Marchés cultuels et leurs résultats.


Au point où je viens de le conduire, l’homo religiosus, face à face avec son fétiche, demeure l’exemplaire authentique d’un mental commencement d’humanité. L’appellation de « Père », réclamée par le Dieu, se trouve à point pour maintenir le fidèle dans la stabilité d’une subordination réclamant un secours à tout instant de la vie. De l’homme à la Divinité, les relations, très simples, consistent à demander toujours, et à recevoir par accident. L’art profond d’une piété tenace est de s’en contenter.

Quel autre établissement de rapports ? L’achèvement des premiers rites, aujourd’hui bien déchus, ne prétendait à rien de moins qu’à forcer la décision divine. La puissance sacerdotale ne va plus jusque-là. Tout au plus apporte-t-elle une incitation à espérer. Toute l’entreprise humaine est de plaire au Dieu par des dons, par des débordements de Batteries comme d’humain à humain ? De quel prix peuvent être pour la Perfection absolue les louanges de l’Imparfait[1] ? N’y a-t-il pas trop de distance du Grand Tout à la bestiole humaine affolée ? Ajoutez qu’on ne saurait offrir au Dieu un présent qui ne soit de son bien.
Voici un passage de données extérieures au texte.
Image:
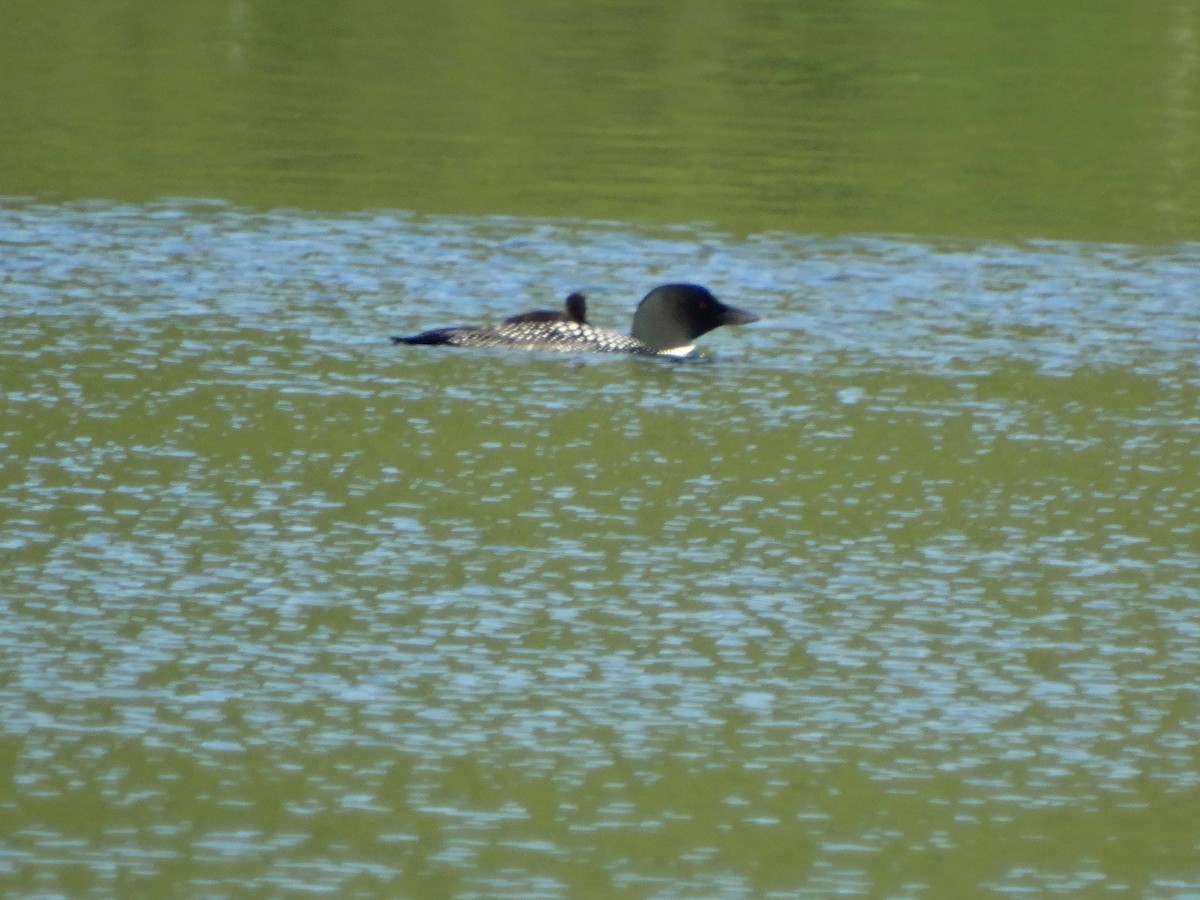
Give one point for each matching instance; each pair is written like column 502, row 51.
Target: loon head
column 672, row 316
column 576, row 309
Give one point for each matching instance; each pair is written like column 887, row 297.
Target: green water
column 893, row 593
column 982, row 119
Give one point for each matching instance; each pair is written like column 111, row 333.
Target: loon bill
column 666, row 323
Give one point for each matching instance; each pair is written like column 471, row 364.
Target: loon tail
column 437, row 336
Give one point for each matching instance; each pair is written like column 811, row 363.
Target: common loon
column 666, row 323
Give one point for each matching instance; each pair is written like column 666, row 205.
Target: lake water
column 893, row 593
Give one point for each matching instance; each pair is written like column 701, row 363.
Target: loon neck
column 678, row 352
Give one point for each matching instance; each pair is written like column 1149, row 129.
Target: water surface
column 894, row 593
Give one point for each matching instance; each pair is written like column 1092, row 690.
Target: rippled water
column 894, row 593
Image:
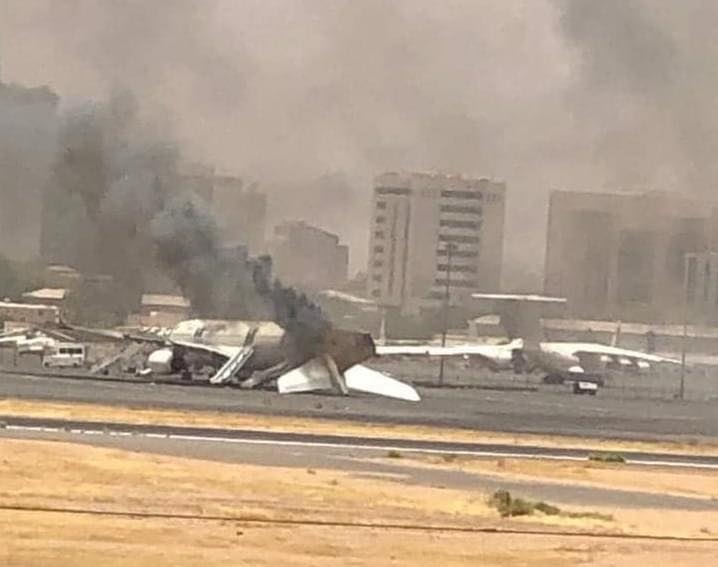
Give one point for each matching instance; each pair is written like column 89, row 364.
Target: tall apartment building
column 28, row 146
column 622, row 255
column 308, row 256
column 417, row 218
column 240, row 210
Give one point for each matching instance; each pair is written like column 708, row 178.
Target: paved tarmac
column 544, row 412
column 362, row 457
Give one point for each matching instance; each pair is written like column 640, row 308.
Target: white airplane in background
column 30, row 340
column 527, row 350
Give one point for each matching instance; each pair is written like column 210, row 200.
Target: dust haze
column 313, row 98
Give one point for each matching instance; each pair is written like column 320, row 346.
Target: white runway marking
column 356, row 447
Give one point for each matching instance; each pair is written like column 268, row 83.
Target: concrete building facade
column 240, row 209
column 28, row 145
column 701, row 286
column 622, row 255
column 308, row 257
column 417, row 218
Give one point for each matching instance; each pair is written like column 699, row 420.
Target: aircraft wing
column 494, row 356
column 596, row 349
column 315, row 375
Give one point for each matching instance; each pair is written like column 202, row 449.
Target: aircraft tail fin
column 616, row 334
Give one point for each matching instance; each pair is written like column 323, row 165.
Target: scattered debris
column 508, row 507
column 606, row 458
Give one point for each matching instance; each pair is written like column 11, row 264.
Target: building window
column 456, row 268
column 458, row 238
column 462, row 194
column 691, row 278
column 460, row 224
column 392, row 191
column 459, row 253
column 456, row 283
column 460, row 209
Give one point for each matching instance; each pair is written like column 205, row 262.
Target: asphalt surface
column 365, row 458
column 543, row 412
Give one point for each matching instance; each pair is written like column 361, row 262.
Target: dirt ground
column 96, row 412
column 53, row 475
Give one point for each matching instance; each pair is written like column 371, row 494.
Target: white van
column 65, row 355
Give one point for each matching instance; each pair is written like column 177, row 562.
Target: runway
column 13, row 424
column 549, row 412
column 370, row 458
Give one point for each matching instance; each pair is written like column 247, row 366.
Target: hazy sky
column 314, row 97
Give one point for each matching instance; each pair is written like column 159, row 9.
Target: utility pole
column 688, row 293
column 684, row 341
column 450, row 248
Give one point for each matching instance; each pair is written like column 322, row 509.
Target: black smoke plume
column 120, row 208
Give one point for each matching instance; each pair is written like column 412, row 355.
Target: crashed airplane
column 258, row 352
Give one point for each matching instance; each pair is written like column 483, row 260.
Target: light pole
column 450, row 249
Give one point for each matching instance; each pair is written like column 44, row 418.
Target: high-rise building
column 240, row 210
column 28, row 145
column 428, row 229
column 308, row 257
column 622, row 255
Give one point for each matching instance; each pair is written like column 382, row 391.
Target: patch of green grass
column 606, row 458
column 588, row 516
column 508, row 507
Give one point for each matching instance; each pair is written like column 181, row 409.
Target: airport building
column 623, row 255
column 308, row 257
column 430, row 229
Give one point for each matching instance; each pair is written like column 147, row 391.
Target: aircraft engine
column 160, row 361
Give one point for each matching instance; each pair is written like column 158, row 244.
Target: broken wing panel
column 311, row 376
column 365, row 379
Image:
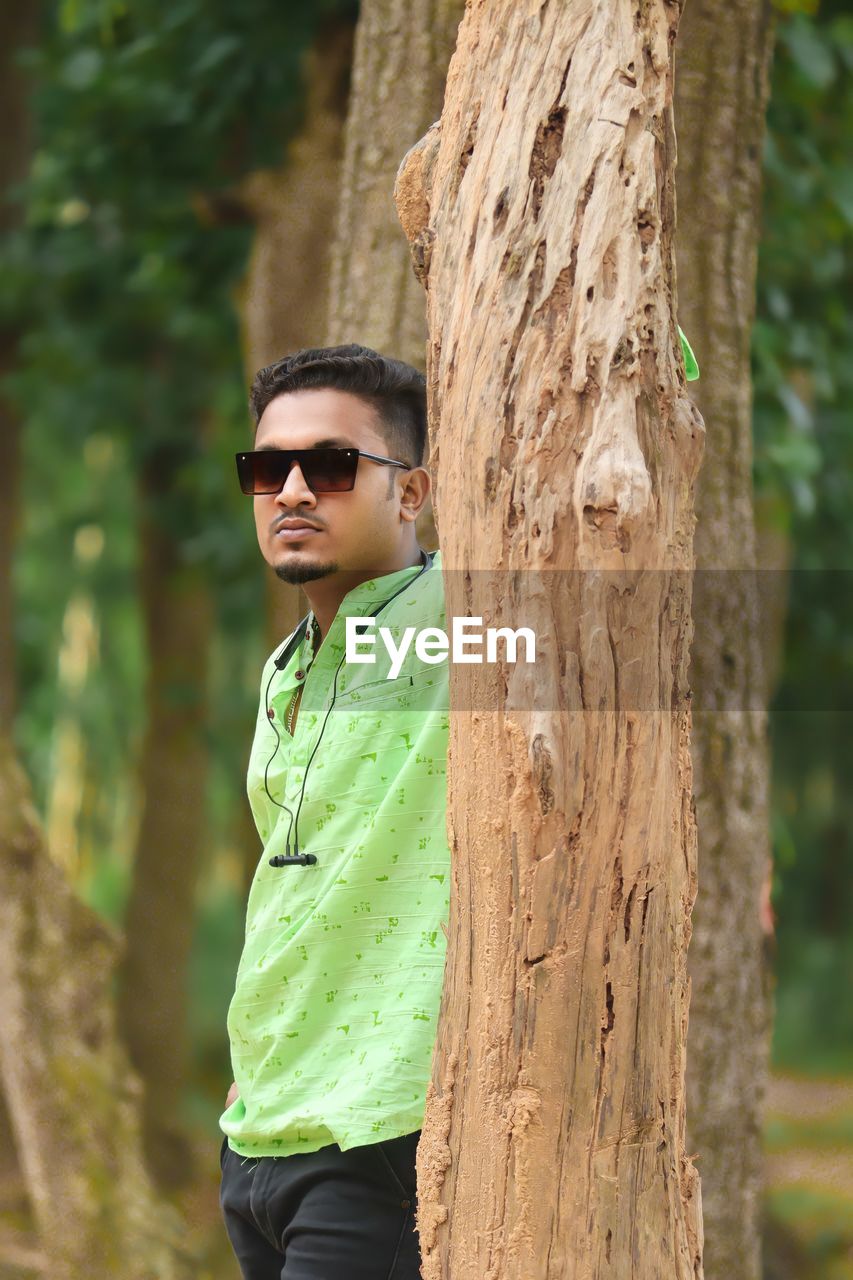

Quelle insigne folie de donner ce qu’on ne possède pas à qui en est le véritable possesseur ? Qu’est-ce que ces fleurs, ces papiers dorés, ces parfums qui dégradent le Dieu aux amusements des yeux et de l’odorat ?

  1. Un éminent japonais, M. Okakura Kakuzo, nous a récemment proposé, dans son Livre du Thé, d’inaugurer sans frais, sans sacerdoce et sans sacrifices, le culte de l’Imparfait. Pour nous encourager, il ne craint pas de nous annoncer qu’il a découvert l’absolu. « L’absolu, c’est le relatif », écrit-il tranquillement. Il y a peut-être dans tout cela plus de sagesse qu’on ne pense. Ils ont de la science, et même de l’esprit, au Japon.